Aunque tiende su esterilla en un sitio muy cercano al que bien sabe es mi lugar favorito, entiendo que no optó por estar allí esperando reconciliarse. Al contrario, creo que lo hace para que pueda desearla a gusto. Cuando realiza ejercicios en la arena apunta hacia mi ventana la tanga cuyo hilo dental se esconde en su trasero. Me viene hambre, pero lo tolero.
Su actividad social se ha visto incrementada pues casi nunca está sola ni la acompaña la misma persona. Pero nunca se observan entre ellos acciones indiscretas ni acercamiento físico. Aunque a veces creo que me busca, en otras ocasiones supongo que aún no encuentra quien cuide a Oban.

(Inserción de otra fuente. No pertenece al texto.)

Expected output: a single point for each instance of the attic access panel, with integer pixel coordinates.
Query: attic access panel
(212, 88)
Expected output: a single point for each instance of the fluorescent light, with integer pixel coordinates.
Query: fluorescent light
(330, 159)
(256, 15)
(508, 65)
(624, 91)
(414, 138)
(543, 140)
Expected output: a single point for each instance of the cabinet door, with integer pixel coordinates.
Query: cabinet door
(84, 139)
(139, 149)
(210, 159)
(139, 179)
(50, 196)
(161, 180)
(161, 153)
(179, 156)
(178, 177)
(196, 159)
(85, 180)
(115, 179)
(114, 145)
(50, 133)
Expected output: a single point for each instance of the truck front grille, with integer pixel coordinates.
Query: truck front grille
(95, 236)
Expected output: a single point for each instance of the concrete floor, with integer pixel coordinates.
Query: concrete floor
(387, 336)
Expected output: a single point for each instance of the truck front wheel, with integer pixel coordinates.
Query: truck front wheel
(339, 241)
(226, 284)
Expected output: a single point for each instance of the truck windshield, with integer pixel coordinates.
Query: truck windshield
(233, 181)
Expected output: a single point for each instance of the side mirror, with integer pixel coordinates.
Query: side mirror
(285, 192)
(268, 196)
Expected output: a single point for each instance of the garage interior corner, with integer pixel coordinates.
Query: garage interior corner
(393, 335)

Si estoy en las inmediaciones el buen animal me detecta enseguida y corre a que le haga unas fiestas. Lo acepto, pero me cuido de estar siempre en sitios donde Trudi no pueda verme. A veces me pregunto qué diría ella si alguna vez advierte que estoy jugueteando con Oban a sus espaldas.
Y me divierte escuchar sus gritos –imaginarios e inexistentes, por supuesto– manifestando frases duras como: “Oban, no te acerques a esa mierda”. También he pensado en las cosas que me diría a mí personalmente en tales situaciones. Insultos. ¿Qué más podría ser?

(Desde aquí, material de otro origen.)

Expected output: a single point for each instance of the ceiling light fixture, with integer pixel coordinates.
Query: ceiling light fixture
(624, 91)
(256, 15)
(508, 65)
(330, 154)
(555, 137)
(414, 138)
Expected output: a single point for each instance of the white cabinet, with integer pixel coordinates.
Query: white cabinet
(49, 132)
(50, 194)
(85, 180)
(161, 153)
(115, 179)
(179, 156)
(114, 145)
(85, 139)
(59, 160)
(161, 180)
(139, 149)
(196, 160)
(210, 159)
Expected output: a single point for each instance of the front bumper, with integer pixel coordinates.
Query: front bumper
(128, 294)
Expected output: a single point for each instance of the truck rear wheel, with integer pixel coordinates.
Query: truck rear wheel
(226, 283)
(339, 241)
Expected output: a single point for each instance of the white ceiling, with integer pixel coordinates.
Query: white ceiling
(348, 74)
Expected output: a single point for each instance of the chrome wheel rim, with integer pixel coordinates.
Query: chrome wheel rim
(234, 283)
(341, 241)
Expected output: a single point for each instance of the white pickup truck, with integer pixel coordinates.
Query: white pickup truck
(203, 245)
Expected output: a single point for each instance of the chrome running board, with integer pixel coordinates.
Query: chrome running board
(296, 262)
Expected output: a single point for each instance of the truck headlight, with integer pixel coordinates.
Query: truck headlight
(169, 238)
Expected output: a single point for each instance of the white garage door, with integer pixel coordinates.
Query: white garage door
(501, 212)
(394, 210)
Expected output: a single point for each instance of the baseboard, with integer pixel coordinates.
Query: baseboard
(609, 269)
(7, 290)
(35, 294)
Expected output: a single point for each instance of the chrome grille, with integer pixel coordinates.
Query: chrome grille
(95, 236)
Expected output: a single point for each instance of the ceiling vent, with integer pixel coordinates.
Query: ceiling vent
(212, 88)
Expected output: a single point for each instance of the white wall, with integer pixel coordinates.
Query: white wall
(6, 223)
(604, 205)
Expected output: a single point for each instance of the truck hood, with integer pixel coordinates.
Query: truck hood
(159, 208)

Es amable y simpática, también buena amante. Pero si lo pienso fríamente, lo que más extraño de Trudi es su actitud de vaquillona enamorada acercando a la mesa, vestida apenas con un pequeño delantal que no alcanza a cubrir sus pezones, aquellos inigualables mejillones al ajillo cuyo aroma a veces deja llegar hasta mi ventana.
En tales ocasiones me pregunto: ¿Será que todavía le gusto? Y sea cual sea la respuesta que mi yo íntimo circunstancial manifieste, me encojo de hombros y distraigo evocando algún pensamiento ajeno a su existencia.